The Body Sensing Itself: A New Foundation for Psychiatry
Khalsa and colleagues’ 2018 paper proposes nothing less than a reorientation of psychiatric research around a single construct: interoception — the body’s capacity to sense, interpret, and respond to its own internal signals. Published in Biological Psychiatry, the paper argues that disrupted interoception is not merely a feature of individual psychiatric conditions but a transdiagnostic mechanism — a common pathway through which diverse forms of psychopathology are generated and maintained. The anxious individual who catastrophically misinterprets cardiac sensations, the depressed individual who cannot feel pleasure in the body, the eating-disordered individual who cannot detect hunger or satiety, the addicted individual who confuses craving with need, and the dissociative individual who cannot feel the body at all — these apparently diverse clinical presentations share a common disruption: the body’s system for knowing itself has malfunctioned.
Three Dimensions of Body-Knowledge
The paper’s most significant conceptual contribution is its tripartite distinction among interoceptive accuracy, interoceptive sensibility, and interoceptive awareness. Accuracy refers to the objective ability to detect internal signals — measured, for instance, by heartbeat detection tasks. Sensibility refers to the subjective confidence in one’s own interoceptive abilities — how good one believes oneself to be at sensing the body’s signals. Awareness is the metacognitive dimension — the capacity to reflect on and understand one’s own interoceptive processing. These three dimensions can dissociate, producing clinically meaningful patterns. The anxious individual may have high interoceptive accuracy (they detect every heartbeat) but poor interoceptive awareness (they cannot contextualize or regulate their response to these detections). The alexithymic individual may have low accuracy and low sensibility — genuinely unable to detect or describe their internal states.

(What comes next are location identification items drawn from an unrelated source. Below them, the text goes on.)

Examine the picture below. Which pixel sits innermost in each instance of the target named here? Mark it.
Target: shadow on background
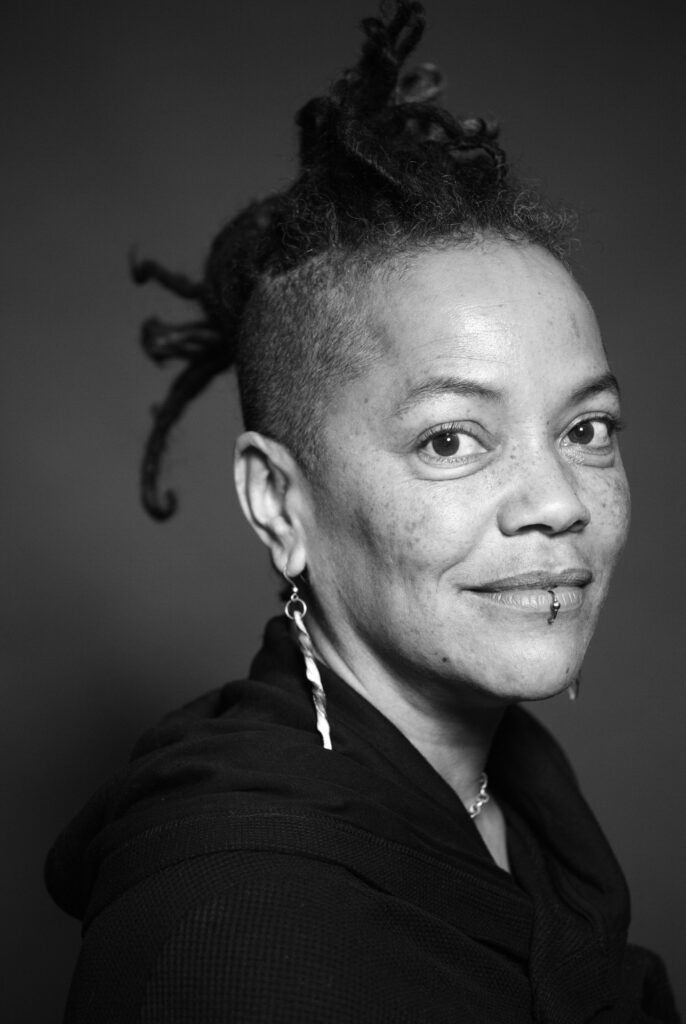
(152, 123)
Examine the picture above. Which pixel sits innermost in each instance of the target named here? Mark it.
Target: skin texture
(399, 532)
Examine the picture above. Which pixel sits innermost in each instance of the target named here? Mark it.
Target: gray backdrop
(149, 123)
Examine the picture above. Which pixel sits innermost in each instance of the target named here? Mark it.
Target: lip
(538, 580)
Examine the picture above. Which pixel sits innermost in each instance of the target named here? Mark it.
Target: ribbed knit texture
(236, 871)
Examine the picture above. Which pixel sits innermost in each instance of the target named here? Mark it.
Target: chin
(534, 670)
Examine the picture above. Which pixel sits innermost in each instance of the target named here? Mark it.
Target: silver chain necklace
(481, 799)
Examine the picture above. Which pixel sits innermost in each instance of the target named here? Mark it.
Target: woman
(369, 828)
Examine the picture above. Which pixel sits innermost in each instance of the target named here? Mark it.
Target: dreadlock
(384, 173)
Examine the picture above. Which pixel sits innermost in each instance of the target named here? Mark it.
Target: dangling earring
(573, 687)
(295, 610)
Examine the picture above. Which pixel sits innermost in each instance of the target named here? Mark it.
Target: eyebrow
(466, 388)
(446, 385)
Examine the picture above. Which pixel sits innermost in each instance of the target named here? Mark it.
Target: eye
(449, 443)
(594, 433)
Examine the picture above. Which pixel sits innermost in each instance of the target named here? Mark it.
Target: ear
(272, 492)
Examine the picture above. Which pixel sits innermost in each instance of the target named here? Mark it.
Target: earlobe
(269, 484)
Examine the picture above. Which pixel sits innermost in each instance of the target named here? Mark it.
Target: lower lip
(534, 601)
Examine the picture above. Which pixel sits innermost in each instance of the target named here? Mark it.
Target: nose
(544, 496)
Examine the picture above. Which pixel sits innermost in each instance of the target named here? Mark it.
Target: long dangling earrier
(296, 610)
(572, 689)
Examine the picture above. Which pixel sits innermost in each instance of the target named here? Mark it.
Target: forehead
(496, 304)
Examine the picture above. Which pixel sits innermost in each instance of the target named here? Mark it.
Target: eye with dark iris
(445, 443)
(583, 433)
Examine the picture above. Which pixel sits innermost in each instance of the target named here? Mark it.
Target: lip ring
(554, 606)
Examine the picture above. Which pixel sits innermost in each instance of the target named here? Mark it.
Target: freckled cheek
(610, 512)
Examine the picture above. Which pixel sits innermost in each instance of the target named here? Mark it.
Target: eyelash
(613, 424)
(452, 427)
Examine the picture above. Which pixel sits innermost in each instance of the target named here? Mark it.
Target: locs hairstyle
(384, 173)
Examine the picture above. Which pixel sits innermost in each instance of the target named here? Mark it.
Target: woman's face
(470, 471)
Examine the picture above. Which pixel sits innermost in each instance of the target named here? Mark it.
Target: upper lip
(540, 580)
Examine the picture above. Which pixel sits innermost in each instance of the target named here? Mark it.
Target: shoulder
(246, 936)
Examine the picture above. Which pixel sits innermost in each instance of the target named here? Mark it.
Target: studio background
(149, 124)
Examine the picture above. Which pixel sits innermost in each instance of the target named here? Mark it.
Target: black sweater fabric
(237, 871)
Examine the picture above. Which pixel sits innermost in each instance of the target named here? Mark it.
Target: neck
(447, 724)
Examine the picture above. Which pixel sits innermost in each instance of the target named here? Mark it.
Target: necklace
(482, 797)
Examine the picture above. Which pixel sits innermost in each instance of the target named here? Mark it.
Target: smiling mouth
(531, 591)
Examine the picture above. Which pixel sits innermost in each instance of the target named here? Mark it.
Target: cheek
(611, 510)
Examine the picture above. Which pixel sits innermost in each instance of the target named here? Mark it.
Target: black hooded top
(237, 871)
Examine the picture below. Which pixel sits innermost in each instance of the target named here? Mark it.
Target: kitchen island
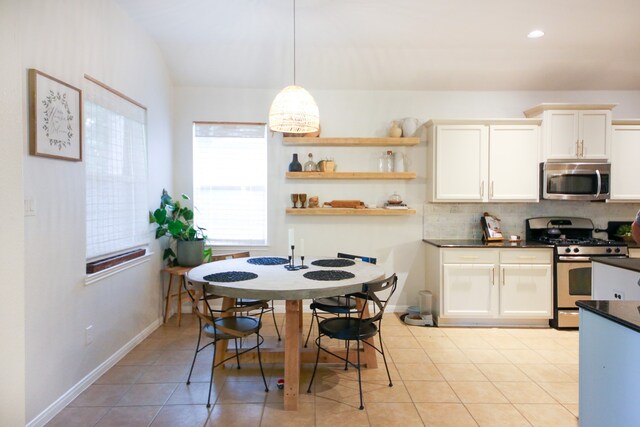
(609, 368)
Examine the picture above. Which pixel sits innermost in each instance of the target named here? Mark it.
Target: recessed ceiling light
(535, 34)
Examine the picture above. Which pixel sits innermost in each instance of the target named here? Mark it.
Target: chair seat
(244, 325)
(347, 328)
(335, 305)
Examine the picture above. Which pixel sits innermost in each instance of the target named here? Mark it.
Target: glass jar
(310, 165)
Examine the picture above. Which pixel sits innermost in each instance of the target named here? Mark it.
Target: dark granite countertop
(476, 243)
(632, 264)
(625, 313)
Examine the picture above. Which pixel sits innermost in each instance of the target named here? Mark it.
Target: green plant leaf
(160, 216)
(176, 227)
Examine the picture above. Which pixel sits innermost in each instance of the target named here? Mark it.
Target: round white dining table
(275, 282)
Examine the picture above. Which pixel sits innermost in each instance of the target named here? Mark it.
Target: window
(230, 182)
(115, 150)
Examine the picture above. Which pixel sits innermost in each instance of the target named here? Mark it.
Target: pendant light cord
(294, 42)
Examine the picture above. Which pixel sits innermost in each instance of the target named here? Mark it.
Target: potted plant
(176, 221)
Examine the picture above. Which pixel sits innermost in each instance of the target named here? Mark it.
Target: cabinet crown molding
(488, 122)
(538, 109)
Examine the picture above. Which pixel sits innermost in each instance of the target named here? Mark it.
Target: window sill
(96, 277)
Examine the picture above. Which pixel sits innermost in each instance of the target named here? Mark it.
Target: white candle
(291, 240)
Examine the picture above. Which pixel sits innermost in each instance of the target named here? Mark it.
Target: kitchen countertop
(477, 243)
(625, 313)
(632, 264)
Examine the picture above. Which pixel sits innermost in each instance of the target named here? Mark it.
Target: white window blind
(230, 182)
(116, 172)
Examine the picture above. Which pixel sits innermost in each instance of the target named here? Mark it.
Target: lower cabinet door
(526, 291)
(469, 290)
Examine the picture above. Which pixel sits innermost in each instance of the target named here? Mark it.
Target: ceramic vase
(295, 165)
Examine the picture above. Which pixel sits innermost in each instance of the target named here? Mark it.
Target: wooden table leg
(181, 284)
(369, 354)
(292, 355)
(221, 346)
(168, 304)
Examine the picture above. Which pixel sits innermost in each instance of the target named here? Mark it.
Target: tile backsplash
(462, 220)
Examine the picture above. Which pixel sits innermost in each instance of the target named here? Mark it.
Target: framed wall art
(55, 118)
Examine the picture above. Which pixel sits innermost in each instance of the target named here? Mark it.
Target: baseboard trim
(57, 406)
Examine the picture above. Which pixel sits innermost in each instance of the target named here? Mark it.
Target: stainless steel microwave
(575, 181)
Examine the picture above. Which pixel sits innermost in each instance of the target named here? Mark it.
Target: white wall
(66, 39)
(396, 241)
(12, 316)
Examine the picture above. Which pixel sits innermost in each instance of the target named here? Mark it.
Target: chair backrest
(370, 260)
(221, 257)
(372, 290)
(198, 293)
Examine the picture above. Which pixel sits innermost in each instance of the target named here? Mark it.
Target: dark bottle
(295, 165)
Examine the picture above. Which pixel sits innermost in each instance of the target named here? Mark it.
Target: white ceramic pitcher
(409, 126)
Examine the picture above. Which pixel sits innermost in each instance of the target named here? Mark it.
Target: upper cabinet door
(514, 163)
(625, 152)
(595, 134)
(561, 134)
(461, 163)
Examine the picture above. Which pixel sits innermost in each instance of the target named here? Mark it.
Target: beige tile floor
(441, 377)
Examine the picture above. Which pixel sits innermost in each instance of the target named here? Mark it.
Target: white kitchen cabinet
(526, 290)
(483, 161)
(574, 132)
(513, 163)
(625, 152)
(469, 290)
(491, 286)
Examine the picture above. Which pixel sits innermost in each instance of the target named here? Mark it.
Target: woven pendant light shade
(294, 111)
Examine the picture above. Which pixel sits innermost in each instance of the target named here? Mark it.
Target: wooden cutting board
(354, 204)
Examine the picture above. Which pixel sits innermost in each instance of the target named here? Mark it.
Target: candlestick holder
(292, 261)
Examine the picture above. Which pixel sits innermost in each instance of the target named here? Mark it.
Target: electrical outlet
(88, 335)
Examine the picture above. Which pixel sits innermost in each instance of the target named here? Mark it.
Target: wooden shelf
(351, 142)
(350, 212)
(351, 175)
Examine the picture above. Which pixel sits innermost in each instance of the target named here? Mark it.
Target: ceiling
(397, 44)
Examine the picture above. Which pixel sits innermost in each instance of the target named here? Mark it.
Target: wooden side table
(180, 274)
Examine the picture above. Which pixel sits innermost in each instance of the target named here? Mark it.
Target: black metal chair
(338, 305)
(358, 328)
(217, 327)
(245, 301)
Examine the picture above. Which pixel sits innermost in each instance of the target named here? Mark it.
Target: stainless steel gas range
(574, 246)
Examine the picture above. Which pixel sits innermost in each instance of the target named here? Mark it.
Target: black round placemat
(268, 260)
(333, 262)
(230, 276)
(326, 275)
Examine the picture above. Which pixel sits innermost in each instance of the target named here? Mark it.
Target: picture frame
(491, 228)
(55, 118)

The Transdiagnostic Promise
For depth psychology, the transdiagnostic interoceptive model provides empirical support for a position the tradition has always held: that diagnostic categories are surface phenomena. Hillman argued that the DSM’s categorical system fragments the soul into billable codes; van der Kolk demonstrated that many apparently distinct diagnoses are surface expressions of a single underlying trauma. Khalsa extends this argument by identifying interoceptive disruption as the embodied substrate that generates multiple diagnostic presentations. If the body’s system for knowing itself is disrupted, the downstream consequences — anxiety, depression, dissociation, disordered eating, substance use — are not separate diseases but different expressions of the same foundational failure.
Implications for Practice
The paper’s clinical implication is direct: restoring interoceptive capacity should be a primary therapeutic target across diagnostic categories. This is precisely what somatic therapies (Somatic Experiencing, Sensorimotor Psychotherapy, MABT), body-based mindfulness practices, and the Woodmanian tradition of body-soul work have been doing — often without the theoretical framework that Khalsa now provides. The depth tradition’s insistence that healing must include the body is vindicated: the interoceptive system that Khalsa identifies as transdiagnostically disrupted is precisely the system that somatic therapies are designed to restore.
Sources Cited
- Khalsa, S. S., Adolphs, R., Cameron, O. G., Critchley, H. D., Davenport, P. W., Feinstein, J. S., ... & Paulus, M. P. (2018). Interoception and mental health: A roadmap. Biological Psychiatry: Cognitive Neuroscience and Neuroimaging, 3(6), 501–513.
- Craig, A. D. (2009). How Do You Feel? An Interoceptive Moment with Your Neurobiological Self. Princeton University Press.
- Garfinkel, S. N., Seth, A. K., Barrett, A. B., Suzuki, K., & Critchley, H. D. (2015). Knowing your own heart: Distinguishing interoceptive accuracy from interoceptive awareness. Biological Psychology, 104, 65–74.